The proposed approach solves this problem. The model using Wiener-Hammerstein assumptions is, on the one hand, simple enough and, on the other hand, able to represent the robot accurately enough so that the visual servoing system is able to work as intended.

The proposed solution is an essential element of a service robot accompanying humans. Precise tracking of moving objects or humans facilitates adequate interaction with the robot’s environment. For instance, programming by demonstration [6] requires the robot to track the actions of the human instructor; thus, servoing onto a region of interest becomes essential. Predictive control of the pan-tilt head and the manipulators will provide accurate and efficient manoeuvring capability, enabling in the future the execution of elaborate complex tasks.

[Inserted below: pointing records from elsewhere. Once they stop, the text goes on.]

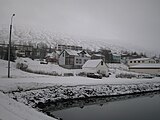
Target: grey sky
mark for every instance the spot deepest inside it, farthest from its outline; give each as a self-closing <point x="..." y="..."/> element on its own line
<point x="129" y="22"/>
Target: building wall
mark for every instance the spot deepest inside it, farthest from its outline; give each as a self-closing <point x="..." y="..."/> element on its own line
<point x="103" y="69"/>
<point x="149" y="71"/>
<point x="79" y="60"/>
<point x="62" y="59"/>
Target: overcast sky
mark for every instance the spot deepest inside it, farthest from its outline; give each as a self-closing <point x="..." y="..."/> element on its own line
<point x="130" y="22"/>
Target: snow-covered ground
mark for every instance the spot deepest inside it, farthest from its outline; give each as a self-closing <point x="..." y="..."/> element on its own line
<point x="22" y="81"/>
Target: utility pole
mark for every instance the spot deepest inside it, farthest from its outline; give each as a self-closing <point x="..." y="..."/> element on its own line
<point x="9" y="46"/>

Finally, these models were integrated into the MPC control in Gazebo simulations and on the real robot. They confirmed their applicability. Time constraints were met, allowing MPC operation. The next steps of the research aim at utilisation of the thus-produced visual servos in real robots executing complex tasks, e.g. getting hold of moving objects or acquiring objects from a cluttered environment, which requires active sensing.

The main contribution of this study was to show that computationally efficient simplified dynamics models are accurate enough and allow the use of MPC in the visual control of robots. General Hammerstein–Wiener-like model fulfils both requirements, i.e. computational efficiency and accuracy, and thus is suitable for visual robot control.